Стихотворение Стивенса – длинная медитация, переходящая от восхваления к ропоту и от уныния к восторгу, гигантские качели чувств, на которых раскачивается душа поэта. Начинается оно с хвалы, которая оказывается парадоксально мотивированной немилостью госпожи, карающей поэта алебардами слов. Что сие значит – не семейную ли размолвку? Может быть, «Le Monocle…» – по крайней мере, в первом приближении – притча о том, что делает время с любовью? В момент ссоры он видит свою подругу иной, юной и счастливой:
«Кипящих дум прибой выносит вверх / Ее улыбки радугу. И вот / Безудержней еще и солоней / Из глаз моих фонтан печали бьет».
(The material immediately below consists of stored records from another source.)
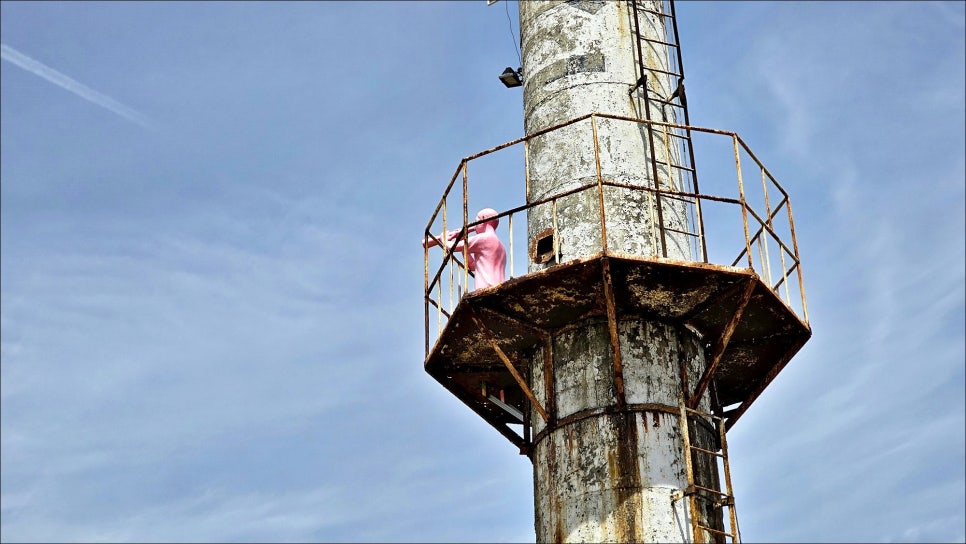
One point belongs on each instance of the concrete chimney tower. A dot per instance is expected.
(624, 353)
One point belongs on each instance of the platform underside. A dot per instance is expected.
(760, 333)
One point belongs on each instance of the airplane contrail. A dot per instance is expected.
(17, 58)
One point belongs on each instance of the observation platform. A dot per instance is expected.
(752, 318)
(734, 311)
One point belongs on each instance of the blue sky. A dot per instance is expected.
(211, 314)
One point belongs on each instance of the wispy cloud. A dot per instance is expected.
(35, 67)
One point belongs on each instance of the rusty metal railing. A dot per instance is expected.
(767, 243)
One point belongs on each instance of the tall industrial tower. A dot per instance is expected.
(651, 315)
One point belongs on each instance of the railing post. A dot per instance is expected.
(744, 202)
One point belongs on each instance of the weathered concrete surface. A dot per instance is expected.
(606, 467)
(609, 477)
(580, 57)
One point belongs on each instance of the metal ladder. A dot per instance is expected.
(695, 492)
(671, 109)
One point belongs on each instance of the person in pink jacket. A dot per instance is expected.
(487, 256)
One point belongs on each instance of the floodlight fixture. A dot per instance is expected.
(512, 78)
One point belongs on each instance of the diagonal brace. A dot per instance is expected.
(722, 343)
(509, 365)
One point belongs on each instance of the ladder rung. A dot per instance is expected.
(664, 72)
(651, 40)
(686, 233)
(652, 12)
(715, 531)
(719, 454)
(709, 490)
(700, 413)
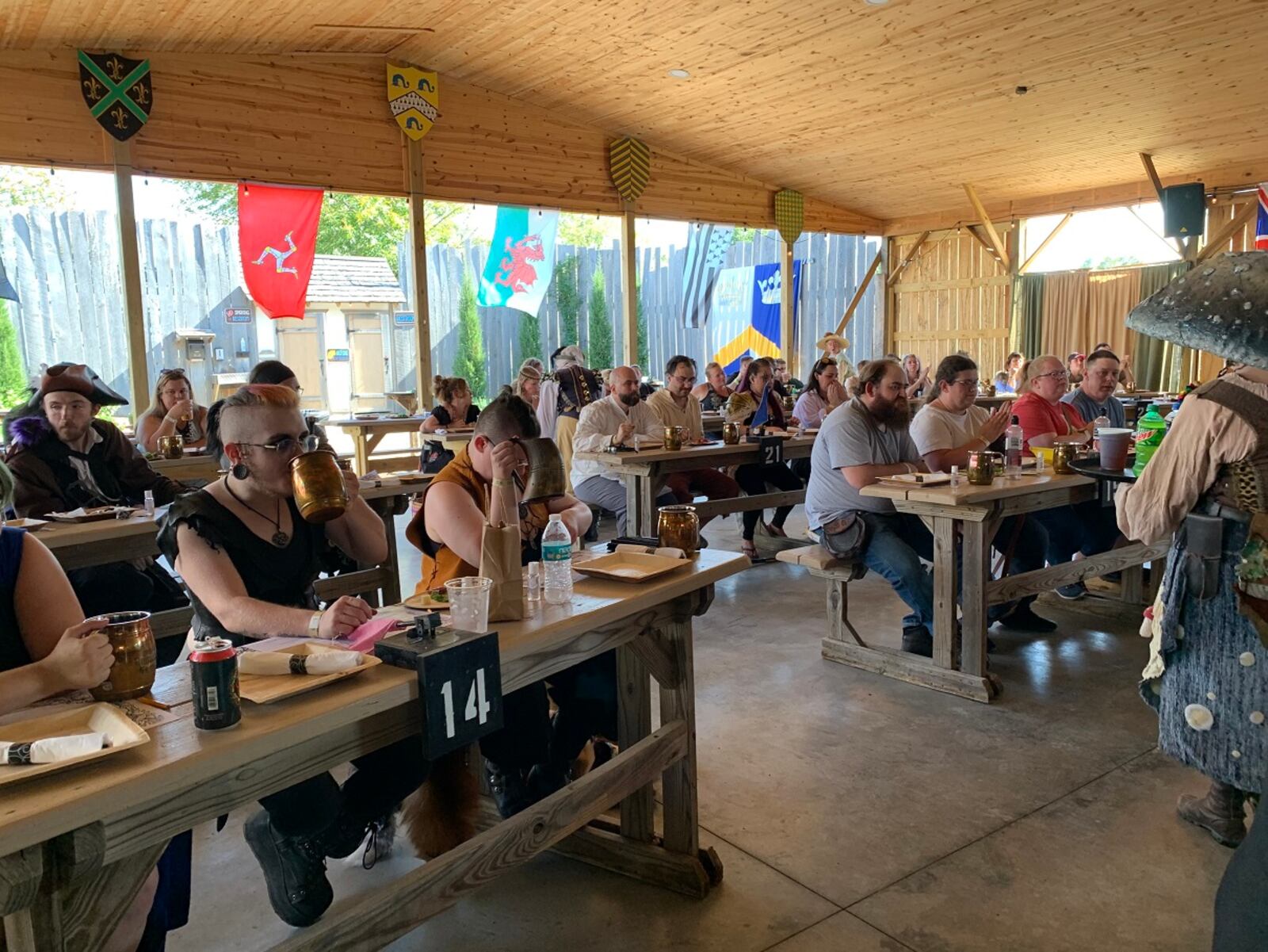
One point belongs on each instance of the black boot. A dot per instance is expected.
(295, 873)
(1221, 812)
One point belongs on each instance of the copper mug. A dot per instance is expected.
(319, 484)
(133, 645)
(982, 467)
(678, 528)
(171, 446)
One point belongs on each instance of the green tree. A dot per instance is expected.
(13, 374)
(568, 300)
(530, 336)
(469, 363)
(600, 351)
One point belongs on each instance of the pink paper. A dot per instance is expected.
(363, 638)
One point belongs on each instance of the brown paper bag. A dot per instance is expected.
(500, 560)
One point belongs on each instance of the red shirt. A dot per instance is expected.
(1037, 416)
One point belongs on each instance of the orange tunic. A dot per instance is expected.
(439, 562)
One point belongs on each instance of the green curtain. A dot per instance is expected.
(1157, 363)
(1027, 315)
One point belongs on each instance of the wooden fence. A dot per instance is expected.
(67, 269)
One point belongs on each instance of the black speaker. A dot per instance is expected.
(1185, 211)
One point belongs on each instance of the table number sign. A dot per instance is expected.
(460, 685)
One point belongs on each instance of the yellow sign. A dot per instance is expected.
(415, 97)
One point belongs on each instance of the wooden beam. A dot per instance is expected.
(1044, 243)
(859, 294)
(130, 266)
(788, 344)
(1001, 253)
(907, 259)
(629, 289)
(418, 255)
(1221, 237)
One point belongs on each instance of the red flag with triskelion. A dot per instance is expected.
(278, 240)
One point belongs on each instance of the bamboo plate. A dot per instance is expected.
(266, 689)
(108, 719)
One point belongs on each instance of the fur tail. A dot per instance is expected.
(441, 814)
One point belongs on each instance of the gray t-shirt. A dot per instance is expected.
(851, 438)
(1090, 410)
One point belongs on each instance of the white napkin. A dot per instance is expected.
(279, 663)
(51, 749)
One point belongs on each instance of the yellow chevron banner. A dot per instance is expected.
(789, 215)
(631, 166)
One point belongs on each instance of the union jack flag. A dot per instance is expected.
(1262, 224)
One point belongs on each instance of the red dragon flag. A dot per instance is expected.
(520, 260)
(278, 240)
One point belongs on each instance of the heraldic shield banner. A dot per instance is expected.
(117, 90)
(414, 95)
(278, 241)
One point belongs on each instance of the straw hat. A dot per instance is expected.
(832, 336)
(1220, 307)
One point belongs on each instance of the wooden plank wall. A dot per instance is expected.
(954, 296)
(325, 120)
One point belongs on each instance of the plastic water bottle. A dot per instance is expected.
(1151, 430)
(1014, 449)
(557, 562)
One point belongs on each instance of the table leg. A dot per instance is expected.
(944, 592)
(634, 723)
(976, 562)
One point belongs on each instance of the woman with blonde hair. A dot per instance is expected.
(173, 412)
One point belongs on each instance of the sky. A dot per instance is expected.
(1094, 236)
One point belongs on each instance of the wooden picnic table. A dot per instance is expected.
(644, 473)
(972, 514)
(76, 846)
(84, 544)
(368, 434)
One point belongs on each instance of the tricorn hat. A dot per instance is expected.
(82, 379)
(1220, 307)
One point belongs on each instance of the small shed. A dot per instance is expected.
(354, 344)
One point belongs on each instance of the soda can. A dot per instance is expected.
(213, 672)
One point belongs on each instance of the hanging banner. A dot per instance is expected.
(118, 91)
(414, 97)
(520, 259)
(278, 241)
(746, 312)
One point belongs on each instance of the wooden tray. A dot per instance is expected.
(629, 567)
(105, 717)
(266, 689)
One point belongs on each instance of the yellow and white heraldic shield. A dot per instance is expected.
(414, 95)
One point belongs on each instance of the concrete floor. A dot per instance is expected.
(853, 812)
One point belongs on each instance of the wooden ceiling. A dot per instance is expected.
(881, 109)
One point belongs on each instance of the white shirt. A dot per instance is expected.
(596, 427)
(936, 429)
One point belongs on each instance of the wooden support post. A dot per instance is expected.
(859, 294)
(992, 235)
(788, 344)
(629, 288)
(418, 255)
(130, 264)
(1221, 237)
(1037, 253)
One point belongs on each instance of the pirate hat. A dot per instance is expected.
(82, 379)
(832, 336)
(1220, 307)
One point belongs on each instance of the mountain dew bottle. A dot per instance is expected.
(1151, 430)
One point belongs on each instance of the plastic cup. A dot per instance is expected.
(1115, 442)
(468, 602)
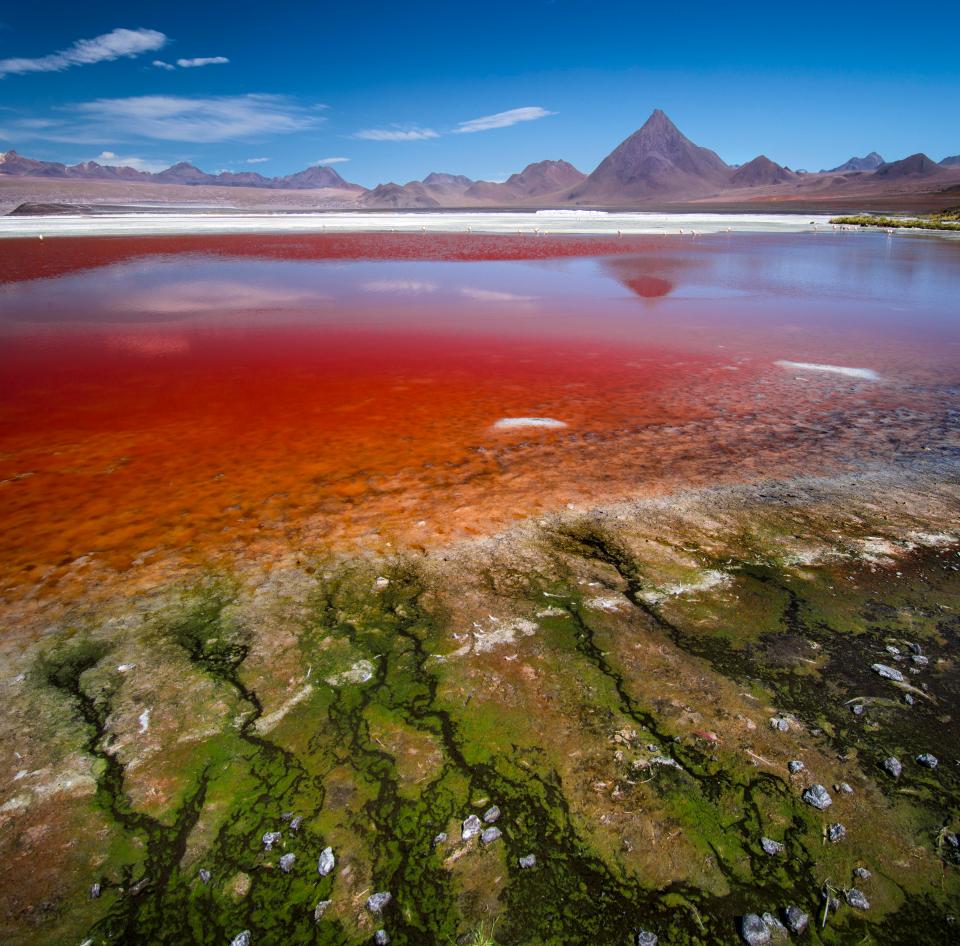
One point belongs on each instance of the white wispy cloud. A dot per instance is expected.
(502, 119)
(116, 44)
(112, 159)
(181, 118)
(202, 61)
(396, 134)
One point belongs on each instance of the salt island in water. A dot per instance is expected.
(419, 585)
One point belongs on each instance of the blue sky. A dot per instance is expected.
(398, 89)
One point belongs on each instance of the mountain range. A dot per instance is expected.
(657, 163)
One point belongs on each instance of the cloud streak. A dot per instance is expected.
(396, 134)
(204, 120)
(502, 119)
(116, 44)
(514, 116)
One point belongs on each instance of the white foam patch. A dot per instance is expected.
(704, 582)
(527, 223)
(513, 423)
(865, 374)
(360, 672)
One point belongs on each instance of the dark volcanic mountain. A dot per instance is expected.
(868, 163)
(761, 171)
(656, 161)
(917, 165)
(545, 177)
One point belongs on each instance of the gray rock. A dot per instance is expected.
(377, 902)
(754, 931)
(893, 766)
(271, 838)
(327, 862)
(857, 900)
(770, 846)
(818, 797)
(888, 673)
(471, 828)
(777, 930)
(836, 833)
(797, 920)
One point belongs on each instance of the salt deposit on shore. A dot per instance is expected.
(532, 223)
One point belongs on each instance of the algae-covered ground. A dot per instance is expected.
(627, 685)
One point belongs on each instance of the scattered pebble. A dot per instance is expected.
(797, 920)
(327, 862)
(378, 901)
(770, 846)
(269, 839)
(856, 899)
(888, 673)
(817, 797)
(471, 828)
(836, 833)
(893, 766)
(754, 930)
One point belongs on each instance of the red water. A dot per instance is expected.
(187, 430)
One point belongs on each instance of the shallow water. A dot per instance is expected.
(187, 397)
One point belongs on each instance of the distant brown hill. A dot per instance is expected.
(656, 161)
(311, 178)
(761, 170)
Или это история обещаний, которые дает жизнь и никогда не исполняет; рассказ о подарках, которые нам якобы везут волхвы: «Спускается небесный караван / С заоблачных, засолнечных высот, / На мулах колокольчики звенят…»? Но не стоит рассчитывать на эти обещания; «прольется или нет нектар небес», неизвестно: поэт сам должен добыть в борьбе свой трофей:
В стихах, кипящих яростью борьбы,
Неистовых, жестоких и прямых,
Как мысли пехотинца, что в бою
Пытает жизнь и смерть, – приди, восславь
Сорокалетье, заповедник чувств.
О сердце вещее, не уставай
Фантазиями разрастаться вширь.
Я допрошу все звуки, все слова,
Чтоб принести ей в дар, как трубадур,
Достойный гимн. Ужели не найду
Бравурный и блистающий финал?
Американские критики называли «Le Monocle…» стихами о «кризисе зрелости» (midlife crisis). Может быть, если абстрагироваться от непонятного и усреднить все более или менее понятное, если остановить качели фантазии Стивенса, так и получится. Но ведь суть стихов – как раз в этих качелях, в их головокружительном размахе, под конец переходящем в полет:
А сизый голубь в синеве кружит,
За кругом круг, над охрою равнин.
А белый голубь падает к земле
Устав парить…
По сравнению со стихотворением Стивенса, «Вечерняя песнь…» Хармса статична и производит впечатление скорее артефакта (свитка, фрески, глиняной таблички), чем действия (пения).
В чем же сходство, если столько различий?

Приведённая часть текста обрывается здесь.